Process Satellite Subsidence Data with QGIS and Python on Linux (2025)
Process Satellite Subsidence Data with QGIS and Python on Linux (2025)
Geospatial developers working with Interferometric Synthetic Aperture Radar (InSAR) data from missions like ISRO's or NASA satellites face a common challenge: converting raw subsidence measurements into actionable visualizations and analysis. Recent US-Indian space missions mapping extreme subsidence in Mexico City have generated massive SAR datasets that require specialized processing pipelines.
This guide walks you through setting up a complete workflow to process satellite subsidence data on Linux using QGIS as your visualization layer and Python for data manipulation.

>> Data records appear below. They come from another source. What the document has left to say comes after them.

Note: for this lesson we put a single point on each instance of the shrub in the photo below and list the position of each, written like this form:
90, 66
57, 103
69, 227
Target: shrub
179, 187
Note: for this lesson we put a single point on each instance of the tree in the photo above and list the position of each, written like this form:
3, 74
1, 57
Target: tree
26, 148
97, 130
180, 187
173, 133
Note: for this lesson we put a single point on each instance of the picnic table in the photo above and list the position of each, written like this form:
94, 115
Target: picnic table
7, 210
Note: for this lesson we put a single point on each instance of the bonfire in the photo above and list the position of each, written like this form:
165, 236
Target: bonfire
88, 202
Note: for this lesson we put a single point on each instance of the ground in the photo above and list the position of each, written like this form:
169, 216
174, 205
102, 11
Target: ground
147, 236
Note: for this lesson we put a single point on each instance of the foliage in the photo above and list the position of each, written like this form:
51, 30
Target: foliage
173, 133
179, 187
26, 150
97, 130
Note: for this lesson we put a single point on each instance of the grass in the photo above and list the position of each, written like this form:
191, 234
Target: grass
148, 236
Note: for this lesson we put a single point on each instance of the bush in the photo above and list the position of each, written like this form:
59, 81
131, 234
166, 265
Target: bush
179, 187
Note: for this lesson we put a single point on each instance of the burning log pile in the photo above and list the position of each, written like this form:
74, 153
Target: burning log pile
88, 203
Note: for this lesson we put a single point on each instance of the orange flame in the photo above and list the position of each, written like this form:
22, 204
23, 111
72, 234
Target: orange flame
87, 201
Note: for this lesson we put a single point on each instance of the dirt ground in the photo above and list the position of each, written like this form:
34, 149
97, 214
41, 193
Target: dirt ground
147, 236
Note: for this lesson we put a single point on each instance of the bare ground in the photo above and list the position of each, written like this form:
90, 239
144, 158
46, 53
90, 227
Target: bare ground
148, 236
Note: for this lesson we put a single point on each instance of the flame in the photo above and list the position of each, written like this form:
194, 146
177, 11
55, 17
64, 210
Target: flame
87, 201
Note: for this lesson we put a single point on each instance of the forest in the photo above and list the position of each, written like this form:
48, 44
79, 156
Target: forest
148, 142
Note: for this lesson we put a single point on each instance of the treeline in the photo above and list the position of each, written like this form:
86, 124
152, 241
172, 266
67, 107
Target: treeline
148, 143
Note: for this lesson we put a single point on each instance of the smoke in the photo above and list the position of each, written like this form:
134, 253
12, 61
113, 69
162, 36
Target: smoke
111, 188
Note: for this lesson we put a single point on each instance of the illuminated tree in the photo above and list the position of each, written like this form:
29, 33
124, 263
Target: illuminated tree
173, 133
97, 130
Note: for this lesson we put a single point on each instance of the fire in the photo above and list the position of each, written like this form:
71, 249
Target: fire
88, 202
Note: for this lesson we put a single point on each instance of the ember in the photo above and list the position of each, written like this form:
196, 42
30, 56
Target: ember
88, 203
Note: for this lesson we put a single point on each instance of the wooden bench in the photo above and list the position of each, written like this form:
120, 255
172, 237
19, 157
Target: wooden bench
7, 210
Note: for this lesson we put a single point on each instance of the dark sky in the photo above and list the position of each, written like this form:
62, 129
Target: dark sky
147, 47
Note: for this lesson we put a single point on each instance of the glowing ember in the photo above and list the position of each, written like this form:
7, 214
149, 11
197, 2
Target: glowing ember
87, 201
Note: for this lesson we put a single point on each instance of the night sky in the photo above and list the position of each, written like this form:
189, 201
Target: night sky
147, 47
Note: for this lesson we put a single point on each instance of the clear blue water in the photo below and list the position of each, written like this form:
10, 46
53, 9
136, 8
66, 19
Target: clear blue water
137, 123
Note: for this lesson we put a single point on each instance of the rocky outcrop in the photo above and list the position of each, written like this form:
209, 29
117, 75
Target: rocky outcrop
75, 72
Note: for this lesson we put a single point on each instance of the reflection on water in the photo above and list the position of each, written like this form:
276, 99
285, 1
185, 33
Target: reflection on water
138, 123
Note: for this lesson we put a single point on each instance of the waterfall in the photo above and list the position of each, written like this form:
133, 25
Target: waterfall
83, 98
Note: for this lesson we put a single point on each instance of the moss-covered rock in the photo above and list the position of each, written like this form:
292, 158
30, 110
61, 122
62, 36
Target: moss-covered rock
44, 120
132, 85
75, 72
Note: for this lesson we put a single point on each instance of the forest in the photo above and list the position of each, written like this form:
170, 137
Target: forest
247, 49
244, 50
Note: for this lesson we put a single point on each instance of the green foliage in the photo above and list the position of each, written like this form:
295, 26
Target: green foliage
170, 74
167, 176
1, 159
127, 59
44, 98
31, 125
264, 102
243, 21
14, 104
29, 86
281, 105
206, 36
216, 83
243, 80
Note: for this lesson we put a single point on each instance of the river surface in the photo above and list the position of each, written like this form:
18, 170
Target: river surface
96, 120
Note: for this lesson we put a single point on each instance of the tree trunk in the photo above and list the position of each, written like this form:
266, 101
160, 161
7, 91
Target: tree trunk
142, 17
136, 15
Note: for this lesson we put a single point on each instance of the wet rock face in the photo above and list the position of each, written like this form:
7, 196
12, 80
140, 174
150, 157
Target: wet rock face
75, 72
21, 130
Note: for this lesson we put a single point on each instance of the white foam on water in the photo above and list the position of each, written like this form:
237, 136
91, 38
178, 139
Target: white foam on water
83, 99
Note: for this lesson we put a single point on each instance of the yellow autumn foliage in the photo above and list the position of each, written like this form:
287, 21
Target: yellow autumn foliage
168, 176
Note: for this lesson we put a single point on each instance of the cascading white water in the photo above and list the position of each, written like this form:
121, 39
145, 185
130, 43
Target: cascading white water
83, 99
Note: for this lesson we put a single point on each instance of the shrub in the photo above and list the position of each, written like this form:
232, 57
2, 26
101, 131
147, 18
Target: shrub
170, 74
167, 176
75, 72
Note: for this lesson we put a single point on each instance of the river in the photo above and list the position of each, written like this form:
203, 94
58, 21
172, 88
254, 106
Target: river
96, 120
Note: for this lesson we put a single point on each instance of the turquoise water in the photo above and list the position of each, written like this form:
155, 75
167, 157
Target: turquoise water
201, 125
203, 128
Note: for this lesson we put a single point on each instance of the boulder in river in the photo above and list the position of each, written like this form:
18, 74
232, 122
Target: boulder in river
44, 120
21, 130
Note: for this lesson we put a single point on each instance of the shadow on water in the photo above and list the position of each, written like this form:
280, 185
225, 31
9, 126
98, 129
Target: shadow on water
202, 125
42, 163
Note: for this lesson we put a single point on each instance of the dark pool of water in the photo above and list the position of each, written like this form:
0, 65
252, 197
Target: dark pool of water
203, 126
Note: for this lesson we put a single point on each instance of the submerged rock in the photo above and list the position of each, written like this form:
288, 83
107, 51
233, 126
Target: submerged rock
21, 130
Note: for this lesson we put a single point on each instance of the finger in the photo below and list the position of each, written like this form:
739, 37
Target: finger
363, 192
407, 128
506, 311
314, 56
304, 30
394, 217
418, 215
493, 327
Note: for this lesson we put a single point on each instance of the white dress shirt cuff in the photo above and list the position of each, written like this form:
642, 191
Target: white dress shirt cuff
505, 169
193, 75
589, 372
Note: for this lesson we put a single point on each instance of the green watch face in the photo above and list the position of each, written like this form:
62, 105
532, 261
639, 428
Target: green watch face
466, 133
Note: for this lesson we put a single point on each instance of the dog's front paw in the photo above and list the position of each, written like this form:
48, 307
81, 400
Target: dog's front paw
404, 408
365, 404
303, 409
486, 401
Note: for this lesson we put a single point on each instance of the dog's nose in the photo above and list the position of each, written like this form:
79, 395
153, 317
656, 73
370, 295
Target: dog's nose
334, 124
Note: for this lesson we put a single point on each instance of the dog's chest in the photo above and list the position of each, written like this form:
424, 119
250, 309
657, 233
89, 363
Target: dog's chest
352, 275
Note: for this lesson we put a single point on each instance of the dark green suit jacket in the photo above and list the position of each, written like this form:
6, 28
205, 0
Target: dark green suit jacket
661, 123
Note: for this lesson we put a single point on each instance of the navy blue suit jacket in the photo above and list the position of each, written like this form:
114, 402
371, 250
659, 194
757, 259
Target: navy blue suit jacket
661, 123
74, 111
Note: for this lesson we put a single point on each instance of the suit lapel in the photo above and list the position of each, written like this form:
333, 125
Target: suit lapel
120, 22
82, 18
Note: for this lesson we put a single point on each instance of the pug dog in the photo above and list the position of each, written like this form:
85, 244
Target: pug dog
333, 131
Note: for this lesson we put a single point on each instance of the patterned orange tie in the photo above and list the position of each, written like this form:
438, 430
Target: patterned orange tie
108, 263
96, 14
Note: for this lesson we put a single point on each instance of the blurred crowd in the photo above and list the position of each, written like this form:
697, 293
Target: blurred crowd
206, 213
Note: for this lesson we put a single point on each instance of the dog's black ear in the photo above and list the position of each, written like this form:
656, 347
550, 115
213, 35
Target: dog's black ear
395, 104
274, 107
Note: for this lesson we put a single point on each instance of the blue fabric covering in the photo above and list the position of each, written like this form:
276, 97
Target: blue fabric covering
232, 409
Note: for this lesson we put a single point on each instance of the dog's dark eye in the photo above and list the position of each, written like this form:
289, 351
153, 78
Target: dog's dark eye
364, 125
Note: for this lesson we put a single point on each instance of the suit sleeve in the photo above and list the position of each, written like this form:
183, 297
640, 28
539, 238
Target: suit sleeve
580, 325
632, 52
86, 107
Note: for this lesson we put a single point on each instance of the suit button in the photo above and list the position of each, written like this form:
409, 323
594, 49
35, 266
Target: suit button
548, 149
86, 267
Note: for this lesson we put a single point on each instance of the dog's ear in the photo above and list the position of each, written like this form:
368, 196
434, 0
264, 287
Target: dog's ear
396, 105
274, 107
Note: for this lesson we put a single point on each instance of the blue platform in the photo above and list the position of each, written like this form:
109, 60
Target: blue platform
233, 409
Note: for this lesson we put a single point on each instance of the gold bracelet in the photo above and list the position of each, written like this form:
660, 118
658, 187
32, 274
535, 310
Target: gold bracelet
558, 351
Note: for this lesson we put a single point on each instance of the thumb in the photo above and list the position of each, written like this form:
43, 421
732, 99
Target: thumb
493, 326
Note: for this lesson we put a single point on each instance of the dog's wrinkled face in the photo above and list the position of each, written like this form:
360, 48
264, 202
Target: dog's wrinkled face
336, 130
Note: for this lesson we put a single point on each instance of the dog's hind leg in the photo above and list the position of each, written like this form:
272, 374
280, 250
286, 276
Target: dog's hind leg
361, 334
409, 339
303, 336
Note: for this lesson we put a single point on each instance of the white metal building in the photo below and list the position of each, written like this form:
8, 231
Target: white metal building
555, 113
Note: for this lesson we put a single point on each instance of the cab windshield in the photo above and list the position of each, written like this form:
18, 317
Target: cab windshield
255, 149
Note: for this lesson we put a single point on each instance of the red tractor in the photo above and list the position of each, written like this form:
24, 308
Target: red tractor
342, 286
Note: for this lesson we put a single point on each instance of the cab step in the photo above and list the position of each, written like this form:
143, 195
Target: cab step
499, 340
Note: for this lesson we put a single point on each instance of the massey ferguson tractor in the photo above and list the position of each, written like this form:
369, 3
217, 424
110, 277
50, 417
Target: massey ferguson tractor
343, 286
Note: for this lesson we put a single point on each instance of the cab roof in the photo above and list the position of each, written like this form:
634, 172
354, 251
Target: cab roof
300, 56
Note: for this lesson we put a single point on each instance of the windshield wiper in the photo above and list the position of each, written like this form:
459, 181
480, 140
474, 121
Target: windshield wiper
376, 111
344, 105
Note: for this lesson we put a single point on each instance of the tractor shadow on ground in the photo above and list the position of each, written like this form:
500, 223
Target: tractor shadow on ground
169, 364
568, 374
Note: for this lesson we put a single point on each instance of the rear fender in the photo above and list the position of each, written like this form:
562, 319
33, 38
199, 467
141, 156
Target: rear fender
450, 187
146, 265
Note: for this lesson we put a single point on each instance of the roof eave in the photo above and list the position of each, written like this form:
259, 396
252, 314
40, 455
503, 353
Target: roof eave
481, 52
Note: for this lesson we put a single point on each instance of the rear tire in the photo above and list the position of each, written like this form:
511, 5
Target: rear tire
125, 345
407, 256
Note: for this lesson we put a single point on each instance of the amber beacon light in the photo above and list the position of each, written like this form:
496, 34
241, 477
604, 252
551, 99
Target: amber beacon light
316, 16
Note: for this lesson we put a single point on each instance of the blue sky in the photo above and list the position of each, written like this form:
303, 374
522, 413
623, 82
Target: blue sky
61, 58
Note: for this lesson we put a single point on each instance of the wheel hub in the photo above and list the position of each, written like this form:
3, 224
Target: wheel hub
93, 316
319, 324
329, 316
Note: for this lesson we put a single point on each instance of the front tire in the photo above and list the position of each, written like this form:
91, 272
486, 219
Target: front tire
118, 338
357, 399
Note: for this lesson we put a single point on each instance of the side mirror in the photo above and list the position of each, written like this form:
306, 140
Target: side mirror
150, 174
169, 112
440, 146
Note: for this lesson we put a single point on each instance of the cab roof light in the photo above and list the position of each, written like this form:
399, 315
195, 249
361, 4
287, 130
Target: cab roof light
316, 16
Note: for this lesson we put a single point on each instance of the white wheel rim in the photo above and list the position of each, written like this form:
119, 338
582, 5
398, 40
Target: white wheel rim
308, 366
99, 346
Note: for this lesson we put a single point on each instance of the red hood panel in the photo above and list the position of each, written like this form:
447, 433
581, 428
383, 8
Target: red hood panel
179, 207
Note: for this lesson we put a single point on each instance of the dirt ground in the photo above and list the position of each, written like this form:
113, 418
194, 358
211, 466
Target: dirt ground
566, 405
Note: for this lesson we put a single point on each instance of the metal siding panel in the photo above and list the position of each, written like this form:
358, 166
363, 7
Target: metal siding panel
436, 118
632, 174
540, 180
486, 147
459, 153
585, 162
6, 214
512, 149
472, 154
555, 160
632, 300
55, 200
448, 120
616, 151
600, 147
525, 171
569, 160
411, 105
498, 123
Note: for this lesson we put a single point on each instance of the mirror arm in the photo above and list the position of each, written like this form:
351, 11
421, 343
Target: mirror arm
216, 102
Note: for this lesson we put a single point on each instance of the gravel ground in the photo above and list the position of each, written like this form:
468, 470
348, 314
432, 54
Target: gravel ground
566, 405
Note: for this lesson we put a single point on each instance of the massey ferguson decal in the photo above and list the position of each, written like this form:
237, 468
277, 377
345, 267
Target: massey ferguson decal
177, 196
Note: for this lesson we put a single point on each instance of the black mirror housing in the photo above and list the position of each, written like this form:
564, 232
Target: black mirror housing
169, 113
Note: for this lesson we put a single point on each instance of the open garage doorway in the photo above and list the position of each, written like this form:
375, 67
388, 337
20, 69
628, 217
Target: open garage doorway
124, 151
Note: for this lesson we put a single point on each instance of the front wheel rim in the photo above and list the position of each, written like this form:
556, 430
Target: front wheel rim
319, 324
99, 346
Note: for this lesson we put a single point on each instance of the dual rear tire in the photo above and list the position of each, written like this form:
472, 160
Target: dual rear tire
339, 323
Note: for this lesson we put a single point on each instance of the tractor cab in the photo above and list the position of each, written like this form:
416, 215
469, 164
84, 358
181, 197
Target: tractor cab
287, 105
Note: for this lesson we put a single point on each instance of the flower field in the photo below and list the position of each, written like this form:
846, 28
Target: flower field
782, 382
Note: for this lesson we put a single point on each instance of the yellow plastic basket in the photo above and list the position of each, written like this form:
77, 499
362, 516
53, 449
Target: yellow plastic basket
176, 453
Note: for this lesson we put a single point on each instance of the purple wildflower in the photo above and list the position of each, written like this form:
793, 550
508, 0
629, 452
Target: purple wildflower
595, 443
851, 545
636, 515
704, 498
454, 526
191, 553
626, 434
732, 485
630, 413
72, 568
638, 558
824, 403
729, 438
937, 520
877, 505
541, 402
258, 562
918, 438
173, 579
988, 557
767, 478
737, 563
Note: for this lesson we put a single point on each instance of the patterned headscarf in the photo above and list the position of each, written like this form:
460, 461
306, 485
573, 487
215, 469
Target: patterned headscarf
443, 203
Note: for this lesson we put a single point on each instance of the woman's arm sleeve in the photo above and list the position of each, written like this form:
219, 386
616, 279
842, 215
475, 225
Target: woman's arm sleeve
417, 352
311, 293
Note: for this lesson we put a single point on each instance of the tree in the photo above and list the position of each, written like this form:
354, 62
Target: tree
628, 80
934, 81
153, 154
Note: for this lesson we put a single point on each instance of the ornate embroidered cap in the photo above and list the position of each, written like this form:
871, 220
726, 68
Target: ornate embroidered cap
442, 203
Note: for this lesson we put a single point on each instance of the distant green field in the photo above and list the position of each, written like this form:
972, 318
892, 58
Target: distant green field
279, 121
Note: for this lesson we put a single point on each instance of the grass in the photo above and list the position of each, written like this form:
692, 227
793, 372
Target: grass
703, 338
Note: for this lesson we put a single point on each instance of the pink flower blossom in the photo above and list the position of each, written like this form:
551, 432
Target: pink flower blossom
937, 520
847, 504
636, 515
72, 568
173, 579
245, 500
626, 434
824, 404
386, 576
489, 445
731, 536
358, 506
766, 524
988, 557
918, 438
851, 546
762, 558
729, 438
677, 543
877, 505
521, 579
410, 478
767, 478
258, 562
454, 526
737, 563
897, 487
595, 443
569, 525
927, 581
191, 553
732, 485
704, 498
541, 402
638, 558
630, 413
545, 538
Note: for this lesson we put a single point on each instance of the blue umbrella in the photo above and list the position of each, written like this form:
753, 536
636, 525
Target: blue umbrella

Why QGIS + Python for Subsidence Analysis
When you're working with InSAR data from space missions, you need tools that handle:
- Georeferenced raster datasets (satellite imagery)
- Large NetCDF or HDF5 elevation change files
- Custom calculations on grid data
- Publication-quality map outputs
QGIS provides the GUI interface for quick exploration, while Python automates repetitive processing tasks and handles batch operations across multiple datasets.
Prerequisites and Setup
First, ensure your Linux system has the necessary geospatial libraries installed:
sudo apt-get update
sudo apt-get install qgis python3-pip gdal-bin proj-bin
pip3 install rasterio fiona numpy scipy matplotlib geopandas xarray netCDF4
For Ubuntu 22.04 LTS and later, this stack runs reliably with Python 3.10+. Verify your GDAL installation supports the satellite data formats you're working with:
gdalinfo --formats | grep -E "HDF5|NetCDF"
Step 1: Download and Organize Raw SAR Data
Satellite missions typically provide subsidence data in one of two formats:
- GeoTIFF files (easiest to work with)
- NetCDF or HDF5 hierarchical formats (common from research institutions)
Create a project directory structure:
mkdir -p ~/subsidence_project/{raw_data,processed,output}
cd ~/subsidence_project
Once downloaded, inspect the data metadata:
import rasterio
import xarray as xr
# For GeoTIFF files
with rasterio.open('raw_data/subsidence_mexico_city.tif') as src:
print(f"CRS: {src.crs}")
print(f"Bounds: {src.bounds}")
print(f"Shape: {src.height} x {src.width}")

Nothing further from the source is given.